Session Time-Out after 10 minutes

0
votes

We've got a huge problem. We're using the Belgian eID (electronic identity card, this is a smart card). The Claim which is returned, is used by our Forms Authentication.

Everything works fine, but after 10 minutes (of activity or inactivity, doesn't matter), it automatically logs out.

Here the code fragment where we create the session:

private void CreateSession(ClaimsPrincipal transformedPrincipal)
{
    SessionSecurityToken sessionSecurityToken = new SessionSecurityToken(transformedPrincipal, TimeSpan.FromHours(1));
    FederatedAuthentication.SessionAuthenticationModule.WriteSessionTokenToCookie(sessionSecurityToken);
}

In the Web.config, we set the session timeout:

<sessionState cookieless="false" timeout="60" />

On the IIS server, we set the Application Pool Idle Time-out to 8 hours.
We also set the Regular Time Interval of the recycling to 8 hours.

1
asp.netsessionasp.net-mvc-4forms-authentication
please check your web.config file extend the lifetime of sessions.Arif YILMAZ
Are you sure its the session and not the forms authentication that is timing out? i.e. do they have to re-log in? Also, what is your cookie expiry time?Dominic Zukiewicz
@ayilmaz: We already tried this. Didn't work.ThirtyOne34
@DominicZukiewicz: I am not sure which one is timing out. They have to re-login. We believe our cookie expiry time is set by the SessionSecurityToken (i.e. 1 hour), is this incorrect?ThirtyOne34

1 Answers

0
votes

Quick hack:

Set the session 2 minutes later than the forms timeout. This ensures that the session is not killed on the exact second the authentication dies. But remember, sessions are independent of forms (see this blog) for more details.

<system.web>
   <authentication mode="Forms">
      <forms timeout="20" loginUrl="-- Login Page here --"/>
   </authentication>

   <sessionState mode="InProc" timeout="22"/>
</system.web>

Deeper investigation:

I would try and work out which one specifically is timing out. This is a fairly easy test, and will save you quite a lot of time.

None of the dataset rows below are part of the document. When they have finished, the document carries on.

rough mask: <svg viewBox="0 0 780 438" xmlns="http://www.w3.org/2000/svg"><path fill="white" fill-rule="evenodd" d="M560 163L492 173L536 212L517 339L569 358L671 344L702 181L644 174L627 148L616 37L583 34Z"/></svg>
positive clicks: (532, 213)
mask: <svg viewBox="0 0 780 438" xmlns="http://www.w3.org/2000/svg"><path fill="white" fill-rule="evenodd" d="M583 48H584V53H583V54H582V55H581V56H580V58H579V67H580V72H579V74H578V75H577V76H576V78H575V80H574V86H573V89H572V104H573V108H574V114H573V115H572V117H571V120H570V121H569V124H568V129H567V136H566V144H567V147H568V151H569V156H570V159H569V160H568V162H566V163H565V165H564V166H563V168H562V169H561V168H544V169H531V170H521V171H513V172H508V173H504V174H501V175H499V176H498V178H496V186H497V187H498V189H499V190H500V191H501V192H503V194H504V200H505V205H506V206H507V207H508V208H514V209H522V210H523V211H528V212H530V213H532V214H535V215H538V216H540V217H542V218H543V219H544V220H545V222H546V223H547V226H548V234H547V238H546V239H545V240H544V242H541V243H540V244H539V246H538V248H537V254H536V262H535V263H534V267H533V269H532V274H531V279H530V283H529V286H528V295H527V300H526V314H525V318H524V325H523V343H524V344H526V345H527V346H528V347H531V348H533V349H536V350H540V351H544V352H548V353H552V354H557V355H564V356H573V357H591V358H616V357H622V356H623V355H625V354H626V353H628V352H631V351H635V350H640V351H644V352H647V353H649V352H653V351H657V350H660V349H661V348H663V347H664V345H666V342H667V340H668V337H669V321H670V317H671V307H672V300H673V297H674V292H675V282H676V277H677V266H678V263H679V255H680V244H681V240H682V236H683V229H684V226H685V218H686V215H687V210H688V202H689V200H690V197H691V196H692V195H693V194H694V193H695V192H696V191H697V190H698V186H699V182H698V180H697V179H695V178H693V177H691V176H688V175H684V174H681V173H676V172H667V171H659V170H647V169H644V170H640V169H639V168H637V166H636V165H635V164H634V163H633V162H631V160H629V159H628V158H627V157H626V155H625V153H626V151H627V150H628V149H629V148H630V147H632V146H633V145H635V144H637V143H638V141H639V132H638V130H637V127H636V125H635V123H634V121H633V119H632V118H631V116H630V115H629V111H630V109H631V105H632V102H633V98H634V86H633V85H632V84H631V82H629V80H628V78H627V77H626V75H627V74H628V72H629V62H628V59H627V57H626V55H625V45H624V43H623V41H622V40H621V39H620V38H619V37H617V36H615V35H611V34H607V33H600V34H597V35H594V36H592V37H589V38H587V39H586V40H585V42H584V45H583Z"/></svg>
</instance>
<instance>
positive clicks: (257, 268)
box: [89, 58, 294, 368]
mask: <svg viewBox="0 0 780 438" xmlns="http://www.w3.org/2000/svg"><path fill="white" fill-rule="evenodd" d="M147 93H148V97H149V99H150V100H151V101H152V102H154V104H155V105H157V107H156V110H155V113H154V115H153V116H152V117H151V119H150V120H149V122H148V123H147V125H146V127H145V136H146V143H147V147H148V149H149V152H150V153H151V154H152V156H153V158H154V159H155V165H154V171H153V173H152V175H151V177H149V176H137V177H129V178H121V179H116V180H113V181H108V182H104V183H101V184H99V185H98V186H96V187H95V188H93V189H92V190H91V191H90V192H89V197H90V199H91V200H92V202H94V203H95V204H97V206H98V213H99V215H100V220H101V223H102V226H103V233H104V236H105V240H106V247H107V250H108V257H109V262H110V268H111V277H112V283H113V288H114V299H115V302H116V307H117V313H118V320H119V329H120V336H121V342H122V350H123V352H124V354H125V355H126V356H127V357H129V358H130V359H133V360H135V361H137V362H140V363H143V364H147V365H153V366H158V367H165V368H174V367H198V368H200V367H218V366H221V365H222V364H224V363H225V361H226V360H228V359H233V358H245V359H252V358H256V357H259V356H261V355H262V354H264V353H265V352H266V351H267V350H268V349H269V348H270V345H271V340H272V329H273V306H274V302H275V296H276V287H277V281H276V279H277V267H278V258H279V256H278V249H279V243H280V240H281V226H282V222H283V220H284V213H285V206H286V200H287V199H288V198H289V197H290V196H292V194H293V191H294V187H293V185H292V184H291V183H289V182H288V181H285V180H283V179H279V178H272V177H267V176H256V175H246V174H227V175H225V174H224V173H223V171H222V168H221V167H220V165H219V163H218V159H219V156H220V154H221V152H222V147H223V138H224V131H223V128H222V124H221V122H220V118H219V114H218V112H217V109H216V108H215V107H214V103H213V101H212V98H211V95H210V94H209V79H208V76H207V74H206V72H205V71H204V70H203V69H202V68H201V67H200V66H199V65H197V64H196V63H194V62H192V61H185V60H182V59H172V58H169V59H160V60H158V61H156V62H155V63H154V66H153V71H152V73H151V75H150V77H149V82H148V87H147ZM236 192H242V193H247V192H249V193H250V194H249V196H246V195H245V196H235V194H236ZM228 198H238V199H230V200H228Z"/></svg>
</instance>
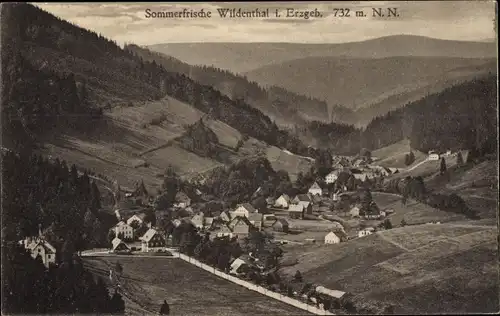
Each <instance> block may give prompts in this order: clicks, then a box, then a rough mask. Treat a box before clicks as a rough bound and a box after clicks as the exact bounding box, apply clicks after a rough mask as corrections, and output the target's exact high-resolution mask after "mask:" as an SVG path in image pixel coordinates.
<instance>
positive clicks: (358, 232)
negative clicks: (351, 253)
mask: <svg viewBox="0 0 500 316" xmlns="http://www.w3.org/2000/svg"><path fill="white" fill-rule="evenodd" d="M374 231H375V229H374V228H373V227H367V228H365V229H362V230H360V231H359V232H358V237H365V236H368V235H371V234H373V232H374Z"/></svg>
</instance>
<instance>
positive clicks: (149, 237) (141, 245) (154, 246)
mask: <svg viewBox="0 0 500 316" xmlns="http://www.w3.org/2000/svg"><path fill="white" fill-rule="evenodd" d="M139 239H140V240H141V248H142V251H144V252H147V251H150V250H156V249H161V248H163V247H165V246H166V241H165V238H164V237H163V236H162V235H161V234H160V233H159V232H158V231H156V230H155V229H153V228H150V229H149V230H148V231H147V232H146V233H145V234H144V235H143V236H142V237H140V238H139Z"/></svg>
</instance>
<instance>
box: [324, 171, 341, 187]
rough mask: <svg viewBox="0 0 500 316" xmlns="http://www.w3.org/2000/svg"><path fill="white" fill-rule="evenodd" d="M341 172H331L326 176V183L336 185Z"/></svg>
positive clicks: (327, 183) (339, 171)
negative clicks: (330, 183)
mask: <svg viewBox="0 0 500 316" xmlns="http://www.w3.org/2000/svg"><path fill="white" fill-rule="evenodd" d="M340 172H341V170H334V171H332V172H330V173H329V174H327V175H326V177H325V182H326V183H327V184H330V183H334V182H335V181H337V179H338V178H339V174H340Z"/></svg>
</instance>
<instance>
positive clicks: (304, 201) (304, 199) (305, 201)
mask: <svg viewBox="0 0 500 316" xmlns="http://www.w3.org/2000/svg"><path fill="white" fill-rule="evenodd" d="M299 202H312V199H311V197H310V196H309V195H308V194H297V195H296V196H295V197H294V198H293V200H292V204H299Z"/></svg>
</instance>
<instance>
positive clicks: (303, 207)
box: [288, 204, 305, 219]
mask: <svg viewBox="0 0 500 316" xmlns="http://www.w3.org/2000/svg"><path fill="white" fill-rule="evenodd" d="M304 214H305V209H304V205H302V204H292V205H290V207H289V208H288V216H289V217H290V218H294V219H302V218H304Z"/></svg>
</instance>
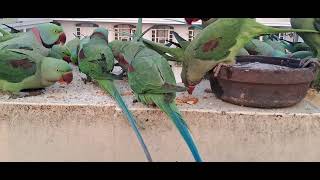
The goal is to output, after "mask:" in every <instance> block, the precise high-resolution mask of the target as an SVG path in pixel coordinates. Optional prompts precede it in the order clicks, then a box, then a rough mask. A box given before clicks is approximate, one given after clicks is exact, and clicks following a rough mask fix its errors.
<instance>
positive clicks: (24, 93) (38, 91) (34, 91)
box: [9, 89, 44, 99]
mask: <svg viewBox="0 0 320 180" xmlns="http://www.w3.org/2000/svg"><path fill="white" fill-rule="evenodd" d="M41 94H44V89H41V90H30V91H28V92H19V93H14V94H11V95H10V96H9V99H18V98H24V97H31V96H38V95H41Z"/></svg>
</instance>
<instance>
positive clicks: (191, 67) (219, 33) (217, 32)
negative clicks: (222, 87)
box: [143, 18, 319, 94]
mask: <svg viewBox="0 0 320 180" xmlns="http://www.w3.org/2000/svg"><path fill="white" fill-rule="evenodd" d="M284 32H306V33H307V32H309V33H314V34H316V33H319V32H317V31H314V30H304V29H280V28H273V27H268V26H265V25H263V24H261V23H258V22H256V21H255V20H254V19H251V18H219V19H218V20H216V21H215V22H214V23H211V24H210V25H208V26H207V27H206V28H204V29H203V30H202V31H201V32H200V33H199V34H198V35H197V36H196V37H195V38H194V39H193V40H192V41H191V42H190V44H189V46H188V47H187V48H185V49H181V48H168V47H165V46H163V45H161V44H158V43H155V42H152V41H149V40H146V39H144V40H143V42H144V43H145V45H147V47H149V48H152V49H154V50H157V51H162V52H164V53H168V54H170V55H171V56H173V57H175V58H176V59H177V60H178V61H181V62H182V73H181V79H182V81H183V83H184V84H185V86H186V87H187V88H188V92H189V93H190V94H192V92H193V90H194V88H195V86H196V85H197V84H199V83H200V82H201V80H202V79H203V77H204V76H205V75H206V73H207V72H209V71H211V70H212V69H214V75H215V76H217V75H218V73H219V71H220V68H221V66H222V65H225V66H230V65H231V64H234V63H235V59H236V58H235V57H236V56H237V55H238V53H239V51H240V49H241V48H243V47H244V46H245V45H246V44H247V43H248V42H249V41H250V40H252V39H253V38H254V37H257V36H261V35H266V34H275V33H284Z"/></svg>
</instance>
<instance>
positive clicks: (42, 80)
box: [0, 49, 73, 97]
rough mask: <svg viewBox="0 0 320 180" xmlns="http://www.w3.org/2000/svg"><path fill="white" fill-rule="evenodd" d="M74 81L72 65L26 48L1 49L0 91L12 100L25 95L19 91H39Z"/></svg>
mask: <svg viewBox="0 0 320 180" xmlns="http://www.w3.org/2000/svg"><path fill="white" fill-rule="evenodd" d="M72 80H73V74H72V68H71V66H70V65H69V64H68V63H67V62H65V61H63V60H60V59H54V58H51V57H45V56H42V55H41V54H38V53H35V52H33V51H30V50H25V49H3V50H0V89H1V90H2V91H6V92H10V93H12V95H13V96H12V97H24V96H28V93H24V92H21V91H22V90H30V89H42V88H45V87H48V86H51V85H53V84H55V83H56V82H59V83H64V84H69V83H71V82H72Z"/></svg>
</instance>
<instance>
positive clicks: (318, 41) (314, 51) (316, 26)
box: [290, 18, 320, 58]
mask: <svg viewBox="0 0 320 180" xmlns="http://www.w3.org/2000/svg"><path fill="white" fill-rule="evenodd" d="M290 23H291V26H292V28H295V29H300V28H303V29H310V30H315V31H320V18H291V19H290ZM298 35H299V36H300V37H301V38H302V39H303V41H304V42H305V44H307V45H308V46H309V47H310V48H311V49H312V51H314V52H315V54H316V57H317V58H319V57H320V54H319V53H320V35H319V34H309V33H303V32H298ZM304 50H305V49H304Z"/></svg>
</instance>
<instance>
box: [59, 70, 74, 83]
mask: <svg viewBox="0 0 320 180" xmlns="http://www.w3.org/2000/svg"><path fill="white" fill-rule="evenodd" d="M72 80H73V74H72V72H67V73H65V74H64V75H63V76H62V77H61V79H60V80H59V83H62V84H64V83H66V84H70V83H71V82H72Z"/></svg>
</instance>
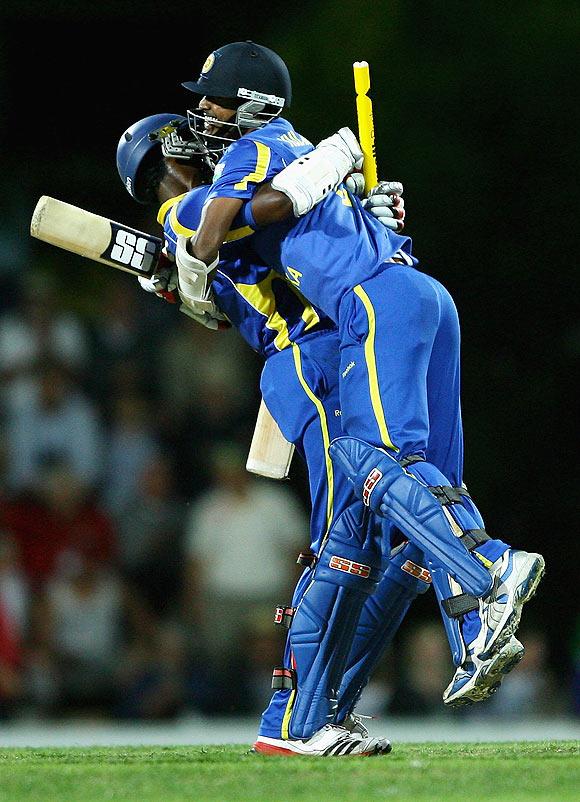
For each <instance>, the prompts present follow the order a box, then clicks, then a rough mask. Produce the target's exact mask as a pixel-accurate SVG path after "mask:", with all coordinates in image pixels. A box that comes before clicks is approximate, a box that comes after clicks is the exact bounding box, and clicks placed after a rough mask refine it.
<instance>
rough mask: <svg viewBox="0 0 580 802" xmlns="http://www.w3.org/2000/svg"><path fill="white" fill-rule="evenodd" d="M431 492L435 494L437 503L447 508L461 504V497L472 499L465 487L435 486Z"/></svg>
mask: <svg viewBox="0 0 580 802" xmlns="http://www.w3.org/2000/svg"><path fill="white" fill-rule="evenodd" d="M429 490H430V491H431V492H432V493H433V495H434V496H435V498H436V499H437V501H438V502H439V503H440V504H442V505H443V506H446V505H447V504H461V497H462V496H467V498H471V496H470V495H469V493H468V492H467V490H466V488H465V487H451V485H434V486H433V487H430V488H429Z"/></svg>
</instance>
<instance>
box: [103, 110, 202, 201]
mask: <svg viewBox="0 0 580 802" xmlns="http://www.w3.org/2000/svg"><path fill="white" fill-rule="evenodd" d="M167 156H170V157H172V158H174V159H180V160H182V161H184V162H187V163H191V164H192V165H193V166H195V167H198V168H199V169H200V170H201V173H202V177H203V178H202V180H204V181H208V182H209V181H211V179H212V175H213V170H214V167H215V160H212V159H211V158H210V156H209V153H208V150H207V148H206V147H205V145H204V144H203V142H200V141H199V140H197V139H195V138H194V137H192V134H191V132H190V130H189V126H188V124H187V119H186V118H185V117H182V116H178V115H175V114H154V115H151V116H150V117H145V118H144V119H143V120H139V121H138V122H137V123H135V124H134V125H132V126H131V127H130V128H128V129H127V130H126V131H125V133H124V134H123V135H122V136H121V138H120V140H119V144H118V146H117V169H118V172H119V175H120V177H121V180H122V182H123V184H124V185H125V188H126V189H127V191H128V192H129V194H130V195H131V196H132V197H133V198H134V199H135V200H136V201H138V202H139V203H148V202H151V199H150V198H148V197H147V193H146V188H145V185H144V180H145V176H146V175H147V171H148V170H149V169H150V168H151V167H153V166H154V165H155V164H156V163H157V162H159V161H161V159H162V158H164V157H167Z"/></svg>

So, the sections required are these with a timeout of 1 minute and session of 10000

<system.web>
   <authentication mode="Forms">
      <forms timeout="1" loginUrl="-- Login Page here --"/>
   </authentication>

   <sessionState mode="InProc" timeout="10000"/>
</system.web>

So login, browse to a page, wait one minute and refresh the site and you should see the login page.

In your favourite browser, open a developer toolbar and browse the cookies that are stored for this site. There should be 2 cookies:

  • ASP.NET_SessionId - to track your session
  • .ASPXAUTH - to track your login (unless your browser has deleted it due to expiration)

You should see that the expiration time for the session (ASP.NET_SessionId) is in the future, but the form (.ASPXAUTH) has expired.

Login again, and your session should be the same as before.

Reverse the settings and you should find the reverse is happening i.e you are logged in a for a long period of time, but it is resetting.

Tracing the session end event

One more you can try is in your global ASAX. Make sure your sessionMode='InProc' in your web.config and add a method:

// Only works with sessionMode='InProc'
protected void Session_End(object sender, EventArgs e)
{
   if(Debugger.IsAttached)
      Debugger.Break();
}

The breakpoint will hit when the session dies, which you may be able to track back via the call stack to the exact reason why is has expired. This can come about when code calls Session.Abandon() as well.